Kebohongan – saya menyebutnya perselingkuhan hati. Tanpa kita harus menggariskan identitas untuk mengidentifikasi keadaan yang benar secara runtut dan rumit, cukuplah hati yang memberi kejelasan atas sebuah kebenaran dan kesalahan. Dia keadilan untuk setiap dakwaan, argumentasi terkuat untuk menyatakan benar dan salah, dan penyeimbang dalam kata dan perbuatan – Hati adalah hakim yang tak pernah membohongi setiap kebohongan. Saat kita mengatakan “Ya” atas sesuatu yang “tidak” maka hati akan secara naluriah berteriak sangat keras hingga membuat jiwa gelisah dan gundah.

Setiap hasil yang diperoleh dengan jalan kebohongan tak pernah memberi ruang kenyamanan dan kepuasan, karena hati yang menerima bukan raga. Ketakutan yang paling besar – ditimbulkan hati – bagi seorang pembohong bukan kerugian fisik, melainkan kerugian nonmaterial yang bisa diinterpertasikan sebagai kepercayaan. Saat kebohongannya terkuak, ada 2 pilihan yang bisa ditempuh bagi seorang pembohong, pertama, tetap berbohong untuk menyelamatkan kebohonganya, kedua, mengatakan yang sebenarnya secara utuh walaupun dengan itu resikonya lebih besar.

*****
Arini, seorang gadis desa yang lugu, jujur, memahami hidup tak lebih dari apa yang ia kenal tanpa berharap lebih menyelaminya diluar jangkauan kesanggupan. Setahun lalu ia menikah dengan seorang pria yang datang jauh dari tempat ia berteduh, disebuah kota yang tentu tak pernah mirip sekalipun disamakan dengan kehidupan desa. Ia begitu percaya terhadap suami yang ia junjung sebagai imam dan teladan keluarga. 2 tahun menikah, Tuhan mengkaruniakannya seorang anak hingga menambah kerekatan keluarga yang ia bina. Disaat-saat kebahagaian sedang menyapa dalam hari-harinya, selang beberapa bulan sejak anak pertamanya lahir datang seorang wanita yang tak pernah ia kenal.

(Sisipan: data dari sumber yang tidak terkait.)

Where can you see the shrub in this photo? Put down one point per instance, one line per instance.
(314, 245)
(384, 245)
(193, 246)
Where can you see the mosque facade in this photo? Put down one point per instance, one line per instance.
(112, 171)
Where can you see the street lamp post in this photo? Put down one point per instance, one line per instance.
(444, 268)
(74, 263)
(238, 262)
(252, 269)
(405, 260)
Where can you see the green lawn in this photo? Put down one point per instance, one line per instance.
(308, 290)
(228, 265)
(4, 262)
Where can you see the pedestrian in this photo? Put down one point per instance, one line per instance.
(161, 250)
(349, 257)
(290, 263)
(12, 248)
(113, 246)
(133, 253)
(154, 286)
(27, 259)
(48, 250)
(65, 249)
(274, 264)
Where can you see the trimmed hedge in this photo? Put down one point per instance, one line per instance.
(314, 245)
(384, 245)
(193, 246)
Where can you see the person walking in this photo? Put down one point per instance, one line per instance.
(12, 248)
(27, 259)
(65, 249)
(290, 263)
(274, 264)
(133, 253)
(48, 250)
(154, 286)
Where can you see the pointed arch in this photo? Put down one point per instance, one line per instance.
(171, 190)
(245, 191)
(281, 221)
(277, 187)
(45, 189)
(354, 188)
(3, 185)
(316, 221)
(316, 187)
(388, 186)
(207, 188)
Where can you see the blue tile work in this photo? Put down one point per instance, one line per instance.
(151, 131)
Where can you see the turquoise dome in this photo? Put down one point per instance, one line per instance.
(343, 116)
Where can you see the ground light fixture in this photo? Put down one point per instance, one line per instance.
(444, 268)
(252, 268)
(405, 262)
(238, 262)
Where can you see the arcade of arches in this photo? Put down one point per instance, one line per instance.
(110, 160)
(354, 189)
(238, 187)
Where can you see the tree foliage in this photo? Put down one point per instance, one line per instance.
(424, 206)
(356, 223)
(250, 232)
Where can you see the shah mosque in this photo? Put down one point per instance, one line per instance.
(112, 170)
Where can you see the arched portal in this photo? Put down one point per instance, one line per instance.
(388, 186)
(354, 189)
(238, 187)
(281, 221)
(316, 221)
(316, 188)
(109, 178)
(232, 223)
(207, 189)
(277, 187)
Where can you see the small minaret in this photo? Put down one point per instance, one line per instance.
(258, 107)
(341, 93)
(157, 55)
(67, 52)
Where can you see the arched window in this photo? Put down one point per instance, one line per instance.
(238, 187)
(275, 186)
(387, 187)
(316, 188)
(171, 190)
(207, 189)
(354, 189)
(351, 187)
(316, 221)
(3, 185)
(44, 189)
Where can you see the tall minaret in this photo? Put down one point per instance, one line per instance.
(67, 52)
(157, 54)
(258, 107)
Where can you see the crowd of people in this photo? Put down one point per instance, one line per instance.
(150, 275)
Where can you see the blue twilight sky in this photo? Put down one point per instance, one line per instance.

“Mana suami saya !” dengan lantang wanita itu mendorong pintu membuat kaget Arini dan anaknya yang masih berusia beberapa bulan itu.
“Maksud ibu apa?” Tanya Arini keheranan
“Ahhh… sudah jangan pura-pura, dasar wanita pelacur ! Dimana suami saya”

Seperti disambar petir, mendengar kata-kata yang jangankan mengatakan, untuk mendengarnya saja baru pertama kali. Arini tampak gugup, suaminya yang sedari tadi mengerjakan pekerjaan di kamar, keluar mendengar kegaduhan.

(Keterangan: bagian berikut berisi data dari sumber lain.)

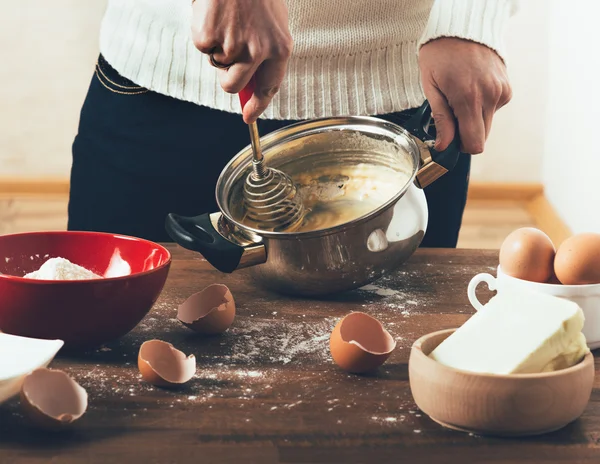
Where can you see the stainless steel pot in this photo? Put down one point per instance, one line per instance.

“Ada apa ini” Tanya suaminya dengan wajah penasaran
“Dewi !” Lanjutnya menebak seseorang yang mungkin tak sing bagi suaminya itu.
“Iya ! kenapa? Kaget ! Dasar laki-laki tak tau diri” Hardik wanita itu
“Siapa dia mas” Tanya Arini
“Dia… mhh.. dia…” dengan gugup suaminya berusaha memberi jawaban
“Saya istri pertamanya !” Wanita itu memotong kata-kata suaminya seolah ingin memberi jawaban tegas atas pertanyaannya.
“Mas ?” Arini masih tak percaya dengan apa yang baru didengarnya
“Arini dengar dulu…” Suaminya berusaha menjelaskan

Sebelum melanjutkan penjelasan suaminya, Arini lari menuju kamar mengunci pintu bersama buah hatinya. Ia mendengar percekcokan hebat diluar sana, telinganya penging kepalanya pusing, mendadak ia mual ingin memuntahkan kekesalan dan pertanyaan besar yang telah mengeruhkan kepercayaan pada cinta dan ketulusan yang ia rajut.

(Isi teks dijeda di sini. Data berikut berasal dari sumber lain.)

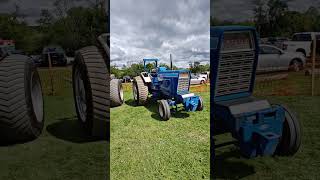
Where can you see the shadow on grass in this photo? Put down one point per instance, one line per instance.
(152, 106)
(227, 165)
(69, 129)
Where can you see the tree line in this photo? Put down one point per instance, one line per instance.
(135, 69)
(274, 18)
(65, 25)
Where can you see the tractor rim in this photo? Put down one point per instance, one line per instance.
(161, 111)
(36, 97)
(80, 96)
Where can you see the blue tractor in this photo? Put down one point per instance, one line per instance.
(169, 87)
(259, 127)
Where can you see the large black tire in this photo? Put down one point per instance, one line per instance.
(116, 93)
(91, 91)
(291, 135)
(164, 110)
(140, 91)
(21, 100)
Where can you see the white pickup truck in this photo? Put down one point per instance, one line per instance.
(301, 42)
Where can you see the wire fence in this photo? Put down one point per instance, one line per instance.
(58, 81)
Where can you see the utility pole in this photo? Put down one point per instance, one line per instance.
(171, 66)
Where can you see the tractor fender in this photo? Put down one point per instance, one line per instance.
(145, 77)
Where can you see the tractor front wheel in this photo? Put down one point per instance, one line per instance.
(164, 110)
(91, 91)
(21, 100)
(291, 135)
(140, 91)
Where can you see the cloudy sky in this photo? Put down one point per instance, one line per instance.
(32, 8)
(154, 29)
(240, 10)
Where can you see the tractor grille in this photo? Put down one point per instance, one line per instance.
(235, 71)
(183, 83)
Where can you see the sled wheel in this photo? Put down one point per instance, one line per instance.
(140, 91)
(91, 91)
(116, 93)
(21, 100)
(291, 134)
(164, 110)
(200, 104)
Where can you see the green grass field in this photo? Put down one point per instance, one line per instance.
(61, 152)
(144, 147)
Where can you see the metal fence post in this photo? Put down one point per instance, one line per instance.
(313, 65)
(50, 73)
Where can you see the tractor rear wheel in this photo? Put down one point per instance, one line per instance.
(291, 135)
(116, 93)
(200, 104)
(91, 91)
(140, 91)
(164, 110)
(21, 100)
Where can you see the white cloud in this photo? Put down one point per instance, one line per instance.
(144, 29)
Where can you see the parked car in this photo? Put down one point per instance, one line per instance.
(301, 42)
(57, 54)
(276, 41)
(272, 58)
(197, 80)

Ia mencoba memahami lebih dalam, mungkin akan melewati batas kemampuanya dalam memahami hidup, tapi ia akan berusaha keras untuk sebuah keadilan. Poligami bukan larangan, tapi suaminya menempuh jalan yang menurutnya sebagai gadis lugu adalah sebuah kesalahan besar.

Selang beberapa hari setelah tragedi itu, suaminya menghampiri Arini, mengakrabinya lebih dari hari-hari yang pernah mereka lewati.

“Saya minta maaf, Arini. Semuanya tidak seperti yang kamu fikirkan”
“Mas belum bercerai?” Tanya arini datar
“Arini…”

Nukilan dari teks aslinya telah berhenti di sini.